I have an older sister, 43 yr, who thinks she has Asperger’s Syndrome but never got officially tested. Knowing her for a long time, almost all of her behaviors fall in AS behaviors. I believe she needs to get officially tested and seek professional help, and I’ve told her this many times. However, she ignores the issue. The main issue is that I can’t convince her to seek help. Even if she has some other issues she still needs professional help and I can’t seem to be helping her. She is living a life like she is hiding from everything. She doesn’t like to socialize and has a very low self-esteem. I’ve tried many times to help her with basic life skills such as personal hygiene, organizing and social skills but she doesn’t seem caring for them. She, however, acknowledges that she is different than most and agrees that her behavior is childish. At times she become very stubborn when I confront her about her inappropriate behaviors. I thought that she realizing her unusual behavior being AS, was a milestone in dealing with her but I don’t know how to convince her to seek professional help.
You can’t control other people. You can provide your opinion about what you think your sister should do, but she is under no obligation to take your advice. Everyone has the right to decide what they want or don’t want to do with their lives.
Make your case for why you think she should seek help but after that, you’ve done all you can. It is difficult to watch someone you love suffer, especially when you know that help is available.
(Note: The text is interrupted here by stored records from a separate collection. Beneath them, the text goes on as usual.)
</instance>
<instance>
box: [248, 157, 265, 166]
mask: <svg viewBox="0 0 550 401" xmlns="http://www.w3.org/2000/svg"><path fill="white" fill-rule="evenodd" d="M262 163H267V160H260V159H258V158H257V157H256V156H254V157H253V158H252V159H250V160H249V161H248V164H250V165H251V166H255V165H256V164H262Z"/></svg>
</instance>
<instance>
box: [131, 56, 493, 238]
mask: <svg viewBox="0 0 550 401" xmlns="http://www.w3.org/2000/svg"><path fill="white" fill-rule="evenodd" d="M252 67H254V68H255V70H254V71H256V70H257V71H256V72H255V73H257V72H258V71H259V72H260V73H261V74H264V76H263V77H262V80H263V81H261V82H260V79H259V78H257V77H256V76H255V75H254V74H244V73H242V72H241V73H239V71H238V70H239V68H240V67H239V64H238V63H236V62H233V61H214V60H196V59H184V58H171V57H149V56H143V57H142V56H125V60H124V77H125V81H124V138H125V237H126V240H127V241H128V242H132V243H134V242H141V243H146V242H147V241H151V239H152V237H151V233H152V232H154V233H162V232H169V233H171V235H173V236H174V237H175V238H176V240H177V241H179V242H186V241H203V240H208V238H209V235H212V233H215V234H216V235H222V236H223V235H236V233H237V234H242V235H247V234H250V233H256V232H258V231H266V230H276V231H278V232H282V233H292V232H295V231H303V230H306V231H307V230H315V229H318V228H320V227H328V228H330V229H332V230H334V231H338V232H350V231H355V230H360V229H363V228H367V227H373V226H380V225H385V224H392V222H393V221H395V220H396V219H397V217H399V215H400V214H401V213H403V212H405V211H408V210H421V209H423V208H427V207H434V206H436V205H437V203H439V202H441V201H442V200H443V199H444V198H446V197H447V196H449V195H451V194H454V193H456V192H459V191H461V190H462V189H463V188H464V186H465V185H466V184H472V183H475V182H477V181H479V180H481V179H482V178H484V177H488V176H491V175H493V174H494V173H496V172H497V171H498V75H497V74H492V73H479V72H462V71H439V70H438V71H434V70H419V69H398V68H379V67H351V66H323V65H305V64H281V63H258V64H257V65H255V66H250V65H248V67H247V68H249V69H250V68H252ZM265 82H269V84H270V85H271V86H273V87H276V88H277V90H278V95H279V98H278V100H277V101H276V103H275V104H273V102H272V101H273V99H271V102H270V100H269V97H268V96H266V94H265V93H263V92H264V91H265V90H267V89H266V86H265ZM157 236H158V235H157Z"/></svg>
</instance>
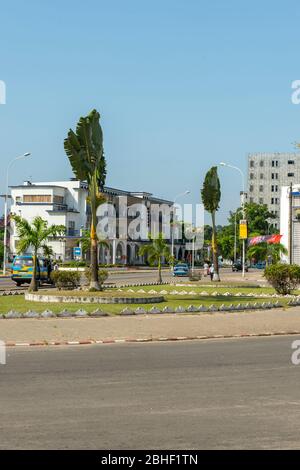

Unfortunately, there is little else that can be done. The only times that you would be able to force her to seek treatment would be if she were a danger to herself or to others, or if you were her legal guardian. Otherwise, your options are limited.
Also, her not taking your advice is not a personal attack against you. Many people don’t seek treatment for mental health problems because of fear or denial. Those problems can be difficult to overcome.
Perhaps, someday, she will take your advice. People often seek help when they are ready. Until then, try to be understanding, patient and supportive. Understandably, that’s not always easy. Please take care.